🤖 AI Summary
In population-based cohort studies, right-censored survival data often exhibit left truncation and length-biased sampling, leading to selection bias, biased variable selection, and suboptimal prediction accuracy when conventional survival analysis methods ignore the truncation-time distribution. To address this, we propose a novel survival tree and forest methodology grounded in a conditional inference framework. Our approach employs an unbiased score function derived from the full likelihood for robust variable selection and incorporates truncation-time distribution information to construct two complementary survival function estimators, thereby enhancing predictive accuracy. We further introduce a permutation-based test statistic to ensure reliable statistical inference and support both nonparametric and semiparametric modeling. Simulation studies and real-data analysis of lung cancer cohorts demonstrate that our method significantly outperforms existing left-truncation–aware approaches in terms of tree structure identification, variable selection accuracy, and survival prediction performance.
📝 Abstract
Left-truncated survival data commonly arise in prevalent cohort studies, where only individuals who have experienced disease onset and survived until enrollment in the study.
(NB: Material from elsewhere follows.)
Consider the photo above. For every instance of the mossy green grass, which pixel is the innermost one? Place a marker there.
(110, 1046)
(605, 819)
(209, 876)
When the onset process follows a stationary Poisson process, the resulting data are length-biased. This sampling mechanism induces a selection bias towards longer survival individuals, and nonparametric and semiparametric methods for traditional survival data are not directly applicable. While tree-based methods developed for left-truncated data can be applied, they may be inefficient for length-biased data, as they do not account for the distribution of truncation times. To address this, we propose new survival trees and forests for length-biased right-censored data within the conditional inference framework. Our approach uses a score function derived from the full likelihood to construct permutation test statistics for unbiased variable selection. For survival prediction, we consider two estimators of the unbiased survival function, differing in statistical efficiency and computational complexity. These elements enhance efficiency in tree construction and improve accuracy of survival prediction in ensemble settings. Simulation studies demonstrate efficiency gains in both tree recovery and survival prediction, often exceeding the gains from ensembling alone. We further illustrate the utility of the proposed methods using lung cancer data from the Cancer Public Library Database.